The order admitting the Will to probate authorized the issuance of letters testamentary and appointed Moir as independent executor without bond. It determined that "a necessity exists for the administration of this estate" and ordered that "no other action shall be had in this Court other than the return of an Inventory, Appraisement, and List of Claims as required by law."

McKissick did not file a motion seeking to have Moir disqualified as personal representative of his father's estate or a contest to admission of the Will to probate. However, on October 26, 2001, McKissick did file a motion for new trial asserting that newly discovered evidence demonstrated the exertion of undue influence by Moir on McKissick's father as well as McKissick's father's lack of testamentary capacity. On October 31, 2001, McKissick filed an amended motion for new trial. In the amended motion, McKissick alleged that "an unnatural distribution was made" in the Will and that Moir should not be named as executor "because of conduct that Movant believes will establish that the Will presented by Moir to the Court was void because [McKissick's father] lacked testamentary capacity to execute the alleged Will or the Will was obtained by undue influence of Catalina Moir or her operatives." A hearing on the motion began on November 5, 2001. The first judge recused, and the hearing continued on December 17 and 19, 2001 before a second judge. The motion for new trial was overruled by operation of law. (3) This appeal ensued.

II. JURISDICTION



We first must determine whether we have jurisdiction over this appeal. Tex. Ass'n of Bus. v. Tex. Air Control Bd., 852 S.W.2d 440, 443 (Tex. 1993). We are obligated to determine, sua sponte, our jurisdiction to hear and consider an appeal. N.Y. Underwriters Ins. Co. v. Sanchez, 799 S.W.2d 677, 678 (Tex. 1990) (per curiam); Welch v.
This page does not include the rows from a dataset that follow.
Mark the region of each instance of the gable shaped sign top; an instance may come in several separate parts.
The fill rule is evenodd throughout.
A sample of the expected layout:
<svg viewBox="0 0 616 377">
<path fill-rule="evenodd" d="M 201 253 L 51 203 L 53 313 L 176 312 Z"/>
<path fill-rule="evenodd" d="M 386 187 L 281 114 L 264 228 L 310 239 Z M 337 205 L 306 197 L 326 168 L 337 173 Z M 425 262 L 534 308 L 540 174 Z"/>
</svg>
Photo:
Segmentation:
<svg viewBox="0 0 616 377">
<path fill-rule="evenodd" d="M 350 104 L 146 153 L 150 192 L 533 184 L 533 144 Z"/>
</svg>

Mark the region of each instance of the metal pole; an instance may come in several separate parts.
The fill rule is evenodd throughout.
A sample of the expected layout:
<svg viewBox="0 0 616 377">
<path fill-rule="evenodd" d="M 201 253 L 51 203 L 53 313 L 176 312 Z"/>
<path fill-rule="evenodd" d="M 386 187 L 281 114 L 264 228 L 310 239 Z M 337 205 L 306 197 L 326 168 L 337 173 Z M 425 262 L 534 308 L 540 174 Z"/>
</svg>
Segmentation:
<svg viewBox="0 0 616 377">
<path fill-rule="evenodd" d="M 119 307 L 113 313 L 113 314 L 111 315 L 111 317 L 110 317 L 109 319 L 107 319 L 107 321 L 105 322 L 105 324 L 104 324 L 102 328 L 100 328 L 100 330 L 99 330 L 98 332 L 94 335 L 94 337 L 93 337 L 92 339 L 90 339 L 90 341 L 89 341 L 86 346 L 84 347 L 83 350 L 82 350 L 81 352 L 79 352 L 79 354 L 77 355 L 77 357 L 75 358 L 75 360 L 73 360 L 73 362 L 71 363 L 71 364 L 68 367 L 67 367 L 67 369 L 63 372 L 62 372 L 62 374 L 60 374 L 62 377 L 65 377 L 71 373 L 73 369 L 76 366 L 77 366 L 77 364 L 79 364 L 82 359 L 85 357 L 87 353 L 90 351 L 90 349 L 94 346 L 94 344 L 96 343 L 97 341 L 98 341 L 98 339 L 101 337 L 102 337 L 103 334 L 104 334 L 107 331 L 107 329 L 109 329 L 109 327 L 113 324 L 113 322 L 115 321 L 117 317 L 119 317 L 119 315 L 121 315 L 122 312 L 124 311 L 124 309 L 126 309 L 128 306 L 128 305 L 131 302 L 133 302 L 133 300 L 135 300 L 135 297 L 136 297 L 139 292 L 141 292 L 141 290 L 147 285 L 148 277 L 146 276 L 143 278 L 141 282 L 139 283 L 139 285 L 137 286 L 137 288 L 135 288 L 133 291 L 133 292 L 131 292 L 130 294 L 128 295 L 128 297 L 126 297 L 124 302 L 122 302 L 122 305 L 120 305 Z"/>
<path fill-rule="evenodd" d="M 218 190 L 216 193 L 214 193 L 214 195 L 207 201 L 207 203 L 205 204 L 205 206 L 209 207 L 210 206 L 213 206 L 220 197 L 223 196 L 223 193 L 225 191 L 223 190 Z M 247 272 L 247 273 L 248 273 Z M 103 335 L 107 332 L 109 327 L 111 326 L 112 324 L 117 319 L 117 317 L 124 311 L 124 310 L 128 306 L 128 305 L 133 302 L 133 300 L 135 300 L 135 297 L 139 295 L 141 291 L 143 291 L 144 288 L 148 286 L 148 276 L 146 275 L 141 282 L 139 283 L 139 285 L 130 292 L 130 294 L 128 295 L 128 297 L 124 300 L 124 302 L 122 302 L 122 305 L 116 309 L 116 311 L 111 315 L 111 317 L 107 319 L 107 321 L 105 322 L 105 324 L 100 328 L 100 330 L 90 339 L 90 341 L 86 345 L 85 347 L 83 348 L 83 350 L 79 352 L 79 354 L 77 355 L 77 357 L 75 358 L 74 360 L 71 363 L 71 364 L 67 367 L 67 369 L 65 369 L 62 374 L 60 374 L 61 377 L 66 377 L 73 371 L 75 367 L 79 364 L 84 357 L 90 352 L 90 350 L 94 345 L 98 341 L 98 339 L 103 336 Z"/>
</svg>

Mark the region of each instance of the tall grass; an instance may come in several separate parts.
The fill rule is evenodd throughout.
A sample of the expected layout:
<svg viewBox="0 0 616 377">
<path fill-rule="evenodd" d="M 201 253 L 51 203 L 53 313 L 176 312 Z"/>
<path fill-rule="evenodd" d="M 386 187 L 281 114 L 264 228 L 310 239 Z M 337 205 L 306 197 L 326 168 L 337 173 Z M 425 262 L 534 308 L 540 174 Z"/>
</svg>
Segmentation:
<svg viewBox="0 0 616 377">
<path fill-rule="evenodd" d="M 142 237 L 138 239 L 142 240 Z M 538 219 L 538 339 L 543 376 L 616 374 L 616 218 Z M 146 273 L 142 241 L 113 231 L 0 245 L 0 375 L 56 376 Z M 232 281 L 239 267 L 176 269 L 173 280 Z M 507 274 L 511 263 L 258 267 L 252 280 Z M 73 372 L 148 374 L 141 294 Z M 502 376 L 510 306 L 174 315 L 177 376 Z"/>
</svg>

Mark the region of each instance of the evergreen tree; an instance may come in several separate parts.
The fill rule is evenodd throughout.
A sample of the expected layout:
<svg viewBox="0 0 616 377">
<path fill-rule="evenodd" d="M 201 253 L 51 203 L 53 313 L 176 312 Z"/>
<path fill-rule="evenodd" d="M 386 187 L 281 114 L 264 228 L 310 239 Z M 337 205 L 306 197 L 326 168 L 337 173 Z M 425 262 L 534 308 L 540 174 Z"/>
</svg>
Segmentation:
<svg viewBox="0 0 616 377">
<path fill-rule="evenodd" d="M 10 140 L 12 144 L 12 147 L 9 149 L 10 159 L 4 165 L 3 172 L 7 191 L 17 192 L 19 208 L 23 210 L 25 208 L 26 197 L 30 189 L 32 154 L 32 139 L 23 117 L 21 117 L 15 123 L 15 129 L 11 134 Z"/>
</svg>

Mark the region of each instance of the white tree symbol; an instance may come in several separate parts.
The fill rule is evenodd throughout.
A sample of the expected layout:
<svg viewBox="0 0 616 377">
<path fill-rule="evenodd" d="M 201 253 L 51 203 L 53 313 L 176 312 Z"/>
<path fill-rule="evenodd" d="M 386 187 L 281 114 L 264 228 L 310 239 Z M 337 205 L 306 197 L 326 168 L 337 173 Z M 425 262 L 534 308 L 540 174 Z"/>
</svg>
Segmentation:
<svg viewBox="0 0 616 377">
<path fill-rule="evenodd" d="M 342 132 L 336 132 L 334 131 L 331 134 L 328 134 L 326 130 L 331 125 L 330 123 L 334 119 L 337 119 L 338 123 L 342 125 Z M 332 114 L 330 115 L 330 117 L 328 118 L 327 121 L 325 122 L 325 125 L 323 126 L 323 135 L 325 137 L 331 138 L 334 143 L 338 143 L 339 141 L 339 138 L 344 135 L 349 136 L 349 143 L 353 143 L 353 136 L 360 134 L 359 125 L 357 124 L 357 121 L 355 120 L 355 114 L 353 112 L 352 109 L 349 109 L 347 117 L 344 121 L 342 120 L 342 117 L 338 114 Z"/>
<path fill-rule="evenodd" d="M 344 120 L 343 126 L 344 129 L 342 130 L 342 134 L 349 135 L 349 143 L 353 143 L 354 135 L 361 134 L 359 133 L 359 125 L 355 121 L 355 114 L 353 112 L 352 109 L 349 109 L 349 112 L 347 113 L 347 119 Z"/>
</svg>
McDougal, 876 S.W.2d 218, 220 (Tex. App.-Amarillo 1994, writ denied). Because the question of jurisdiction is a legal question, we follow the de novo standard of review. Mayhew v. Town of Sunnyvale, 964 S.W.2d 922, 928 (Tex. 1998). Jurisdiction of a court is never presumed. El-Kareh v. Tex. Alcoholic Beverage Comm'n, 874 S.W.2d 192, 194 (Tex. App.-Houston [14th Dist.] 1994, no writ). If the record does not affirmatively demonstrate the appellate court's jurisdiction, the appeal must be dismissed. Id. The jurisdiction of this Court is established exclusively by constitutional and statutory enactments. See, e.g., Tex. Const. art. V, § 6; Tex. Gov't Code Ann. § 22.220 (Vernon 1988). Unless one of the sources of our authority specifically authorizes an interlocutory appeal, we only have jurisdiction over an appeal taken from a final judgment. Lehmann v. Har-Con Corp., 39 S.W.3d 191, 195 (Tex. 2001); N. E. Indep. Sch. Dist. v. Aldridge, 400 S.W.2d 893, 895 (Tex. 1966). Absent an express grant of authority, we do not have jurisdiction to review an interlocutory order. Steeple Oil & Gas Corp. v. Amend, 394 S.W.2d 789, 790 (Tex. 1965) (per curiam); see Tex. Civ. Prac. & Rem. Code Ann. § 51.014 (Vernon Supp. 2003). Therefore, before we consider the issues, we must first determine if the order admitting will to probate is a final judgment.

A judgment is final if it disposes of all pending parties and claims in the record. Guajardo v. Conwell, 46 S.W.3d 862, 863-64 (Tex. 2001) (per curiam) (citingLehmann, 39 S.W.3d at 192 [sic]); Jack B. Anglin Co. v. Tipps, 842 S.W.2d 266, 272 (Tex.